Volume 12, Issue 6
July 5, 2013
The United States Supreme Court recently issued its long awaited decision in Vance v. Ball State University, which resolved a dispute among the federal circuit courts of appeal as to who is properly considered to be a "supervisor," for purposes of workplace harassment claims under Title VII of the Civil Rights Act of 1964. In sharply divided 5-4 decision, the Supreme Court ruled that an employee is a "supervisor" under Title VII only if he or she is empowered by the employer to hire, fire, demote, promote, transfer or discipline the alleged victim. The scope of who is a supervisor under Title VII is extremely important for employers because a much stricter standard is used to determine employer liability for harassment by a supervisor as compared to the standard used to determine employer liability for harassment by a co-worker. If the harassing employee is the victim's co-worker, an employer is liable only if it was negligent in controlling working conditions, i.e., the employer knew or should have known about the harassment and failed to take prompt and effective remedial action. However, in cases where the harasser is a "supervisor" and the harassment culminates in a tangible employment action (such as termination, demotion, failure to promote or transfer with significantly different responsibilities), the employer isstrictly liable. If there is no tangible employment action taken, the employer may escape liability for a supervisor's harassment by establishing, as an affirmative defense, that: (1) the employer exercised reasonable care to prevent and correct any harassing behavior; and (2) the employee-plaintiff unreasonably failed to take advantage of the preventive or corrective opportunities the employer provided. See Faragher v. City of Boca Raton, 524 U.S. 775 (1998); Burlington Industries, Inc. v. Ellerth, 524 U.S. 742 (1998).

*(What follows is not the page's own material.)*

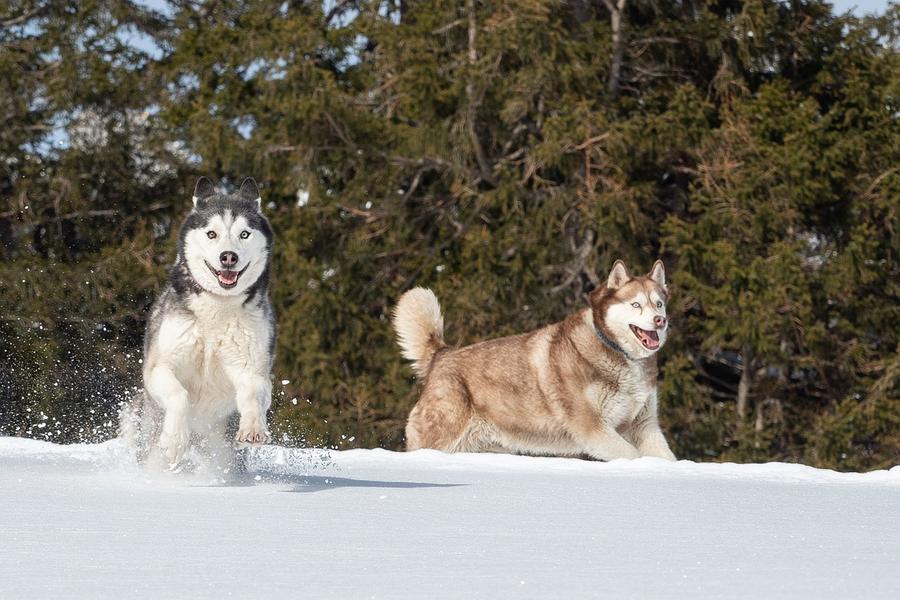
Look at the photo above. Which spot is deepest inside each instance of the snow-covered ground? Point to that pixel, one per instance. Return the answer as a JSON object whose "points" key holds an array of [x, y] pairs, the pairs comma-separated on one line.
{"points": [[84, 521]]}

The Vance decision is a clear victory for employers as the Supreme Court squarely rejected the more expansive definition of a supervisor that includes employees who merely lead or direct the work of coworkers, which had been adopted by the Equal Employment Opportunity Commission and some federal courts. However, the Supreme Court's decision does not change the level of vigilance employers must exercise in ensuring that they: (1) properly train supervisors and employees alike on preventing and remedying harassing conduct; (2) provide appropriate mechanisms for employees to report claims of alleged harassment and other forms of discrimination; and (3) promptly investigate such reported claims and take remedial action necessary to effectively stop and correct any improper conduct found to have occurred.
Employer Report articles are for general information only; they are not intended and should not be construed to be legal advice. Reading or replying to such articles does not establish an attorney-client relationship. In addition, because the subject matters and applicable laws discussed in Employer Report articles are often in a state of change and not always applicable to every type of business entity or organization, readers should consult with counsel before making decisions based on the same.